Kaiqu Liang will present his General Exam "Towards human-centered AI safety" on Monday, May 13, 2024 at 1:00 PM in CS 105.

Committee Members: Jaime Fernández Fisac (advisor), Tom Griffiths, Benjamin Eysenbach

Abstract:

In the domain of human-AI interactions, ensuring the safety of AI systems is crucial, particularly as they are deployed in high-stakes scenarios. This extends beyond the conventional focus on aligning AI objectives with human values to include a deep understanding and respect for human needs as hard constraints within the AI's decision-making process. Our research aims to develop safety-critical human-AI systems to prevent violations of critical human needs proactively. To achieve this, my PhD research actively pursues three critical dimensions: developing safe representations, enhancing human-AI alignment, and advancing safety-aware cognition.

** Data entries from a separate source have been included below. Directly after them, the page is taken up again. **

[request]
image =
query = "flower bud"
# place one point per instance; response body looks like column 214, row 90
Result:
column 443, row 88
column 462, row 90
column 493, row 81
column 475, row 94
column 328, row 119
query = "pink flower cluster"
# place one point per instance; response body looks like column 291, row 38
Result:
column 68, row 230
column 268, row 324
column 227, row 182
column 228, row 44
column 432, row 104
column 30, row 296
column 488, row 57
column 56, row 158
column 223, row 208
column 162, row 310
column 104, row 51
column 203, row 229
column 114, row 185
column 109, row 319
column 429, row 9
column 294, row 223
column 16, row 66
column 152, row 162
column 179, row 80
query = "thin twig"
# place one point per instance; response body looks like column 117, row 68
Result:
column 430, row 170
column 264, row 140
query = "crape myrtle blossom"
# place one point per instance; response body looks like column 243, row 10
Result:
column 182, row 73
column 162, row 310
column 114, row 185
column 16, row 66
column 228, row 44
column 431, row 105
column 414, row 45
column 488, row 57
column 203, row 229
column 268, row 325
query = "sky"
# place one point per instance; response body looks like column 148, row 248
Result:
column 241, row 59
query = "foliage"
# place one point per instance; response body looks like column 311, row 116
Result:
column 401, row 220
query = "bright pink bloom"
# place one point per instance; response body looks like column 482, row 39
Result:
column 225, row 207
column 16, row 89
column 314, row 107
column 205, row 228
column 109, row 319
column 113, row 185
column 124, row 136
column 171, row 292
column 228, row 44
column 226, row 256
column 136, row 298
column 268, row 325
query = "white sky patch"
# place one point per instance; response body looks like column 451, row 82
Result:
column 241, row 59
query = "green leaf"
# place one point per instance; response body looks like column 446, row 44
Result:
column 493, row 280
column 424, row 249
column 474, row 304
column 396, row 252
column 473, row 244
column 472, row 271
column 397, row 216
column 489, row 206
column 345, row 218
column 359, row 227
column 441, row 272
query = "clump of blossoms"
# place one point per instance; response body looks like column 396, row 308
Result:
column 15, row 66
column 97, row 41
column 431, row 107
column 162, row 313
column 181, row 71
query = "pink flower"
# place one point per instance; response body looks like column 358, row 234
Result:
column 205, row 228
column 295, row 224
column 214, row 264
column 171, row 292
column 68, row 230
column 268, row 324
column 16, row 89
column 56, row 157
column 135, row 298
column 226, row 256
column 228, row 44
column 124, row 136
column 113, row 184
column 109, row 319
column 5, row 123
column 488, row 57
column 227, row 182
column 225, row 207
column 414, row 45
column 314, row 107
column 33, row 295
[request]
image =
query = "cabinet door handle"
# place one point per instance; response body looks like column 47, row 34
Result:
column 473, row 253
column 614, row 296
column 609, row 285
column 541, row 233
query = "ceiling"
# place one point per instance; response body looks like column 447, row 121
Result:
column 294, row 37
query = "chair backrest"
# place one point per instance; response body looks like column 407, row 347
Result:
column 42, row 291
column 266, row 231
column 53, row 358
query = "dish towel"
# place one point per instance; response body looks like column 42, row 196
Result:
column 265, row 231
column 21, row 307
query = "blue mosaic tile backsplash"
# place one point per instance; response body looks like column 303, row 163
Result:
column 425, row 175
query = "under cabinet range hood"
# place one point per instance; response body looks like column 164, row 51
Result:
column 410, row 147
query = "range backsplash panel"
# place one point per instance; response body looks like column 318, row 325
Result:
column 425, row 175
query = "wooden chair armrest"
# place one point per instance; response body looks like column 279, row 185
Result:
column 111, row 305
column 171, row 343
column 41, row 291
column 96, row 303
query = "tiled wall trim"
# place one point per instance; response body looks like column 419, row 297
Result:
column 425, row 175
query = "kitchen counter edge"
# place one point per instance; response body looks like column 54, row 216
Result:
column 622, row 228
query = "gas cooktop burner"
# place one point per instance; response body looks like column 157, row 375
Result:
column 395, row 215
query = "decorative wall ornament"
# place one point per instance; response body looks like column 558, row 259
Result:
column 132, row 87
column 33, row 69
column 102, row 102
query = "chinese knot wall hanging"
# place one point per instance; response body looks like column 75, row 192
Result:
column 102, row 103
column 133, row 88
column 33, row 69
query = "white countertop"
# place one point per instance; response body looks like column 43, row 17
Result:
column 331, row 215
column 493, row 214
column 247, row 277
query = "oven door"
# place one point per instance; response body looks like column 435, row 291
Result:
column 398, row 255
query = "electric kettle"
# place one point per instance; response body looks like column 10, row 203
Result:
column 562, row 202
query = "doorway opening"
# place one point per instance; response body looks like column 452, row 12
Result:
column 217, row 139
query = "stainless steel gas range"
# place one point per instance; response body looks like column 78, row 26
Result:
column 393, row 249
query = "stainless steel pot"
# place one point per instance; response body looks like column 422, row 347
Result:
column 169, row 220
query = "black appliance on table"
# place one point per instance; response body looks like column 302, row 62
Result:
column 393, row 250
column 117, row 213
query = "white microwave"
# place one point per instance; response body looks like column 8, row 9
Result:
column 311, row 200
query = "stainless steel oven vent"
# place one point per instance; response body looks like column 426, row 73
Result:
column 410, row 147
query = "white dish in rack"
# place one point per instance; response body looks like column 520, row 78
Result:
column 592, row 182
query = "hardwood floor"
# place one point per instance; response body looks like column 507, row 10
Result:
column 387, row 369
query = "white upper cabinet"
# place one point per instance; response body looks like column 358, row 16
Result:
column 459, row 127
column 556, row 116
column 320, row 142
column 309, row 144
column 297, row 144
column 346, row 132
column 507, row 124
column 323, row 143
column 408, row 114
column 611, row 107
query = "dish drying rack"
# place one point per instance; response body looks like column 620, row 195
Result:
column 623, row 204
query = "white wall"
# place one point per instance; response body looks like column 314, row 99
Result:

In my early Ph.D. research, I took the first step in safety-aware cognition, which quantifies safety risks and uncertainty in the domain of the robot task execution with a Large language models (LLMs) planner. We introduced introspective planning, a novel method enabling robots to proactively identify and seek clarification on uncertainties, effectively minimizing risk without fine-tuning. Through rigorous testing, we demonstrated that introspective planning outperforms existing LLM-based methods in both success rate and safety, showing significant promise for enhancing human-AI interactions in safety-critical settings. This approach not only addresses the direct issue of ensuring compliance and safety in robot task execution but also contributes to the broader objective of developing AI systems that prioritize human needs and safety as foundational principles.

Reading List:

https://docs.google.com/document/d/14BHiLF8wsrXU2YwErddQ6RD2LKNNIIQeajkHkkgPJNY/edit

Everyone is invited to attend the talk, and those faculty wishing to remain for the oral exam following are welcome to do so.